From: Bernd Petrovitsch
Date: Mon Mar 13 2006 - 04:22:42 EST


On Sun, 2006-03-12 at 21:16 -0800, David Schwartz wrote:
> > I'm not sure how the analogy of a toilet fits either the linux kernel
> > or the idea that I'm somehow obligated to work without compensation so
> > some corporation can make a profit I get no share in.
>
> You are not obligated to work without compensation or to let some
> corporation use your work to make a profit that you get no share in.
> However, if you choose to give your work away without first getting an
> agreement from the recipient, you are willingly giving up lots of control
> that you would otherwise have.
>
> I would strongly caution you against believing anyone who tells you
> different, no matter how much you want to hear it. The facts are:
>
> 1) A person who lawfully acquires a work without agreeing otherwise gains
> the right to the ordinary and expected use of that work.

... under the given conditions/rules/license/contract/etc.
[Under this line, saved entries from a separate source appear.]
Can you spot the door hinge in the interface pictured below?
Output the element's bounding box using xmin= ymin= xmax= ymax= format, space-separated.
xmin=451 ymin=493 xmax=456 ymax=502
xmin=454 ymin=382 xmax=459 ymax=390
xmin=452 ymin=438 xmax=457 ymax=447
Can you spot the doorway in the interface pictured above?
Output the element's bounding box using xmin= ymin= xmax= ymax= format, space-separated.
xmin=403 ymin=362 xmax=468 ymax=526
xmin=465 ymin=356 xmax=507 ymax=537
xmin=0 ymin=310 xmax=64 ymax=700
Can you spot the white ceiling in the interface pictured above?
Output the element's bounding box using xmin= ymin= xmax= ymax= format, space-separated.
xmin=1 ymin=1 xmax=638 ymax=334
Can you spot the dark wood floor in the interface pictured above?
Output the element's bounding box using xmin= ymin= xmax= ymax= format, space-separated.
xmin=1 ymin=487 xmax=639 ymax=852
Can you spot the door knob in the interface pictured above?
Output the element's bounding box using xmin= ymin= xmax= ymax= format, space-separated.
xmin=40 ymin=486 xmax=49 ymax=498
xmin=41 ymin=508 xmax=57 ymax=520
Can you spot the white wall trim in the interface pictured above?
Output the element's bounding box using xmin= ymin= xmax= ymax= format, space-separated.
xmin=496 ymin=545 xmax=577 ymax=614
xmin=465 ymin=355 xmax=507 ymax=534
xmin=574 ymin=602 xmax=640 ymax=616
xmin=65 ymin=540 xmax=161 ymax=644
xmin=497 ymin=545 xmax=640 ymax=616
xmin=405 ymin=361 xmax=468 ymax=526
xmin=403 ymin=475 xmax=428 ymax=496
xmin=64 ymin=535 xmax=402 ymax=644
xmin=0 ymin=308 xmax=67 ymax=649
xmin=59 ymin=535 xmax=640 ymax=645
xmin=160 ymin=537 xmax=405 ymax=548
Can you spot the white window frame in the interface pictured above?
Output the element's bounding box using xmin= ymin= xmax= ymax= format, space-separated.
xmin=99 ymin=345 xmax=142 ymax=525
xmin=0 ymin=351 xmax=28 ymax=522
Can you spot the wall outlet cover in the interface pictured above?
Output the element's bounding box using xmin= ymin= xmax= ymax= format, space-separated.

If you
lawfully buy MSFT software, you are probably also limited by your
contract (as long as the given limitations do not conflict with laws
under the jurisdiction you bought and/or live - more or less IANAL).

[ irrelevant library stuff removed ]

> 3) The ordinary and expected use of the RedHat 'linux-kernel' package is to
> develop kernel drivers and produce binaries of them.

Since you got the package from RedHat (or subsidiaries or several people
in between), you are bound by the GPL since neither RedHat nor the
several people in between as any different access to the kernel-sources
than via GPL. And they can't change it.
So you got it under the rules of the GPL.

> 4) Copyright does not allow you to own every way to do some specific thing,

Copyright/authors rights allows me to own *my way* of doing it. And if
you derive your work on mine, it depends on the quality and quantity
*if* you have any copyright/authors rights on you patch and how the
joined work must be treated legally.
In the Linux kernel, dozens (if not hundreds) of people have
copyrighted/authored righted code in there so.

> you need a patent for that. Any application that uses library X or any
> driver for kernel Y is a specific thing. Copyright only applies when there

If there was a binary in-kernel API, yes.
But a) there is no "officially" one and b) we have no "libraries" (in
the sense of the GPL) here.

> are numerous ways to do the same thing or express the same idea. Drivers for
> different operating systems are different ideas. You cannot use copyright to
> lock out someone from doing a particular thing, only from doing that thing
> the same way you did.

No, you can't even lock someone out to do the same thing. You can only
lock someone out to base his thing on your thing (but you can't hinder a
reimplementation - you need a patent for this [and a jurisdiction which
allows software patents]).

> 5) There is no right under copyright for authors of original works to limit
> the distribution of lawfully-created derivative works to those with the
> right to use the original work.

Maybe not under (US-American) copyright, but under continental European
authors rights there are such possibilities (I leave it to lawyers if
and when they apply) and you can't even remove them with contracts (as
with all law stuff).

> 6) All of this is copyright law and applies whether or not anyone agrees to
> the GPL or any other agreement, so nothing those agreements says can change
> this.

This is a common misunderstanding: If you change the rules of the GPL,
you automatically loose all rights you received with the GPL[0]

Bernd

[0]: If you believe the wording of the GPL. Lawyers may think different.